- Financing Model: Nvidia has introduced a revenue-sharing and credit-support model for AI cloud providers, which rent computing capacity to customers.
- Revenue Share: AI clouds sell Nvidia-powered services while Nvidia receives product revenue and future cloud-revenue participation.
- Partner Scale: Sharon AI plans up to 40,000 Nvidia Grace Blackwell GB300 GPUs, while Firmus is expected to reach 170,000.
- Unclear Terms: Financing mechanics, direct-lending roles and revenue-share percentages remain undisclosed for customers.
Nvidia has introduced a revenue-sharing and credit-support financing model for AI cloud providers, which rent AI computing capacity to customers, that moves deals beyond one-time graphics processing unit hardware sales. AI clouds can procure Nvidia infrastructure for AI-native companies, enterprises and independent software vendors while Nvidia receives product revenue and future cloud-revenue participation from supported capacity.
Revenue-linked financing gives AI cloud providers lower upfront buildout pressure because the model ties future payment to utilization instead of only an initial GPU invoice. Unresolved terms include whether Nvidia could supply financing directly or broker third-party lending, how usage is measured, and what revenue-share percentage clouds owe if workloads succeed.
How the Financing Model Changes AI Cloud Costs
For smaller cloud providers, the new structure creates a different cash-flow path because emerging AI companies have often struggled to finance compute without carrying the full cost of a GPU-heavy buildout before customer demand arrives. Participating AI clouds sell NVIDIA-powered cloud services, and Nvidia keeps standard hardware revenue plus a recurring usage-linked percentage of cloud income.
As utilization becomes part of supplier economics, usage data, billing telemetry and cost-per-inference tracking become payment variables instead of only internal operating metrics. AI companies have been moving from training runs toward production inference, where deployed systems generate tokens continuously and idle capacity can become expensive quickly. Funding pressure also reaches inference chips outside Nvidia’s ecosystem, where private-market bets depend on whether new hardware can lower the cost of serving AI output.

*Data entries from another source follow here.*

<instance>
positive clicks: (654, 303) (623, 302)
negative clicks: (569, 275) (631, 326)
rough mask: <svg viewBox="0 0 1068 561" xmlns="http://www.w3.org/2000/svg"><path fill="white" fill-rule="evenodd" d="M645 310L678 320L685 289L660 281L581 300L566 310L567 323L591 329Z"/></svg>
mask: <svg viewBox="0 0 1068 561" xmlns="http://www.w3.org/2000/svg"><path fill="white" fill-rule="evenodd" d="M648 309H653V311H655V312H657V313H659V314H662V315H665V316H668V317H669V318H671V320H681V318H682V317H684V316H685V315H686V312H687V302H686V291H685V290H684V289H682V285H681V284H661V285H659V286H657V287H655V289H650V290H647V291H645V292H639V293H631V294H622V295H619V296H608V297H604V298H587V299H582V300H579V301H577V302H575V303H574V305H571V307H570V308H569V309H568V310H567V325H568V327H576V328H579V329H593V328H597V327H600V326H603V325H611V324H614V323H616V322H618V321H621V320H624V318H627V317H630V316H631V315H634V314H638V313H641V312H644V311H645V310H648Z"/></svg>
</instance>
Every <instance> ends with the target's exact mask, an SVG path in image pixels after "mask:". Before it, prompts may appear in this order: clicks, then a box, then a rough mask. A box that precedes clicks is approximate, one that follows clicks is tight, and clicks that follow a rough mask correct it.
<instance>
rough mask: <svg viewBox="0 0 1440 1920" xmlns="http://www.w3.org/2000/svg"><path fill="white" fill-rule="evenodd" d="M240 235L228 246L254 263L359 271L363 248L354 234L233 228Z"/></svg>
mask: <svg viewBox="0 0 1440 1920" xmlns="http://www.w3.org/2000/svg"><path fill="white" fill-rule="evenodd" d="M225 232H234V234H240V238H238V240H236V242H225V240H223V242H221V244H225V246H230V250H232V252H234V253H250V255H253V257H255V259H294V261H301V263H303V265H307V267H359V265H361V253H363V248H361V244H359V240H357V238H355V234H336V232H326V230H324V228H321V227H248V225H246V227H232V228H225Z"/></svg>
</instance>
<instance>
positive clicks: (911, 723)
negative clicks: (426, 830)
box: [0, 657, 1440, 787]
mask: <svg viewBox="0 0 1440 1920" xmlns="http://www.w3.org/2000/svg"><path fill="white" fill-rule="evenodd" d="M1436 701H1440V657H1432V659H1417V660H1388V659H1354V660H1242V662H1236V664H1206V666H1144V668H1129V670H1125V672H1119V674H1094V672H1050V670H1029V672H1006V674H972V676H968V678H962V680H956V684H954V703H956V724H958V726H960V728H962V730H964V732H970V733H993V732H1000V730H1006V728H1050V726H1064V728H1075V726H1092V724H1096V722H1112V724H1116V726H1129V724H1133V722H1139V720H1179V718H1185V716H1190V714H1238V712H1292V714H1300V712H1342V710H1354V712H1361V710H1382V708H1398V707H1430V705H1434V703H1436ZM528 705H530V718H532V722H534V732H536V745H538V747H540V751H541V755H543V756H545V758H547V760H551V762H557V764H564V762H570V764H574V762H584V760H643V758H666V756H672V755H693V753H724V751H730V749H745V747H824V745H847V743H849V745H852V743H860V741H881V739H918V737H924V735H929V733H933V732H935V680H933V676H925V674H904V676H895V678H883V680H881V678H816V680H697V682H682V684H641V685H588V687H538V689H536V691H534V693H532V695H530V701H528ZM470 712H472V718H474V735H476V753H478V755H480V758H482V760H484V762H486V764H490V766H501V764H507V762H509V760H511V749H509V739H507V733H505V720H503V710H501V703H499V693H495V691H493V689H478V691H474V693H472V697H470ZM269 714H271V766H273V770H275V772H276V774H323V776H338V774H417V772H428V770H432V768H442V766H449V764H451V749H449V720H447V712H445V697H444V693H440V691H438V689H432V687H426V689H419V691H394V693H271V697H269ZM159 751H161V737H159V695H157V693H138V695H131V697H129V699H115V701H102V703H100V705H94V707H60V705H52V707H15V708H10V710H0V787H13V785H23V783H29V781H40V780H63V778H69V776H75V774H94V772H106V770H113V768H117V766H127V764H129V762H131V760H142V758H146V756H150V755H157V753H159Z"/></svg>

Access pressure also affects startups, enterprises, research groups and regional AI players that would otherwise wait through site selection, power procurement, construction and hardware deployment. Financial guarantees to emerging GPU cloud providers exchange supplier support for future cloud revenue, while compute access depends on whether supported capacity turns into billable workloads rather than idle hardware.
Partner Scale and Market Landscape
Named partners put scale behind Nividia’s new financing model. Sharon AI and Firmus are among the first companies to work with Nvidia under the structure, giving it measurable deployments rather than leaving it as a generic supplier program.
Sharon AI adds an early AI cloud partner with a large hardware target, deploying up to 40,000 Nvidia Grace Blackwell GB300 GPUs as part of an Australia data-center buildout. Its GPU scale ties future revenue sharing to large blocks of hosted Nvidia capacity that still need enough paying users.
Firmus Technologies extends the partner examples with a DSX-aligned AI factory campus in Batam, Indonesia, expected to scale to 360 megawatts and up to 170,000 Nvidia GPUs. Together, the planned and expected partner capacity could reach roughly 210,000 GPUs if both buildouts reach those ranges.
These deployments also make Nvidia’s infrastructure vocabulary relevant to financing. AI cloud providers may use Nvidia’s DSX AI factory platform to deliver rented AI computing services. An AI factory is full-stack infrastructure for running scalable AI workloads.
Nvidia’s wider AI factory work already reaches memory and system partners through AI factory infrastructure partnerships. CoreWeave, a rent-a-GPU cloud operator, and Lambda, another GPU cloud provider, have borrowed billions of dollars to bankroll data-center buildouts, which shows why lower-upfront supplier support could appeal to smaller clouds.
What Remains Unclear
Unresolved terms center on who carries financing risk and how the revenue share is calculated. Nvidia’s model could give a company product revenue at deployment and, if a supported AI cloud succeeds, revenue participation from customer income, but public details remain thin.
Those terms matter because revenue participation could help Nvidia if future demand for new GPUs weakens while cloud utilization remains high. With up to 210,000 partner GPUs planned across Sharon AI and Firmus, Nvidia’s 2026 financing model still lacks the revenue-share percentage and direct-financing role that would price the deal for customers. Customer pricing will depend on whether the lower upfront path becomes cheaper AI cloud capacity or a long-term charge on every supported workload.